Tuesday, June 21, 2011

Thirstbaravin

Thirstbaravin
629 Classon Ave

(between Atlantic Ave & Pacific St)
Brooklyn, NY 11238

With people, lofty arrogance often belies latent insecurities. With restaurants, it is a warning sign for a bad meal.

I've been a fan of Eric Asimov's NYT wine column for several years, and upon reading his recommendation of this desolate outpost of a restaurant in Crown Heights, I made it a point to go here. Also, the restaurant's elevation of the underappreciated French wine-producing regions of Provence, Languedoc, and Rousillion, beckoned me to go here.

The wines by the glass list initially turned me off given the small number to choose from (
3 whites, 3 reds, 1 rose, and 2 dessert wines) and their relatively high price points ($8-11) given what the bottles sell at retail. The waitress/owner initially tried to sell me a glass of red from a half-empty bottle with a rubber stopper, a clear signal that the restaurant is trying to dump a bottle opened one or two nights ago. I passed and demurred for a Domaine de Fontsainte Corbieres Rose Gris de Gris ($8), which was from an unopened magnum and a reputable distributor. I asked why the wine was called "gris de gris," and got a harried answer about how the wine was halfway between a red and a white wine (hence the 1st gris), and after further prying, that it was made from "Grenache Gris" (thus, the 2nd). After my glass was half full, I was asked if I wanted another glass of wine. (Not yet.) Mid-way through my meal, I was asked if I still wanted another glass of wine (No, not for that stingy 4 oz. pour.) After my rillettes, I was then asked again (No, because you are annoying me with your upselling.)

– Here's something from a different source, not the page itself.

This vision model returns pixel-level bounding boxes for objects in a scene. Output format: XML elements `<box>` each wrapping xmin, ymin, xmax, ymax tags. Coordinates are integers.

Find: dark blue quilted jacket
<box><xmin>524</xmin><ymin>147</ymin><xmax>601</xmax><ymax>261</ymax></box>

The meal started on a good note and gradually wended downhill. The cold beet soup with sheep's milk cheese ($8) was a delectable dish on the longest day of the year: the creaminess of the beet soup married well with the tanginess of the sheep's milk cheese and earthy drizzle of olive oil on top. The dandelion green salad was an exercise in ingredients not handled well; the bitterness of the dandelion greens was underlined even more by the lemony, acidic vinaigrette that dressed them and the slightly burnt croutons that topped it. Following these two dishes, the chicken rillettes ($12) were a slimy disappointment, with the minimal mound of seemingly leftover chicken made even more insignificant by the stale, oxidized baguette slices that were served along with it. After having two poor dishes, I should have called it quits, but I decided to order the Macaroni Gratin ($14). Upon seeing the dish, I knew I would be disappointed; upon biting into it, I became morose. The turgid cylinders of rigatoni looked as if they were taking limpid bath in a wan cheese sauce. With gratin, there should be an incorporation of the bread crumbs, the sauce, and the starch, but since the bread crumbs had been too liberally sprinkled and added to late, the little bread pieces became like small pieces of gravel while gnoshing on my pasta. After the pasta was half-eaten, I became fully dejected, and asked for the check.

My first (and last trip) to Thirstbaravin was an unmitigated disappointment. From the pushy wine service, to the poor quality of food, to the lofty price points, this is a restaurant that has severely become complacent since Eric Asimov's glowing write up. For someone who works in the industry, I would never tell anyone to not eat at a restaurant, but for someone thinking about Thirstbaravin, I would go out of my way to make an exception.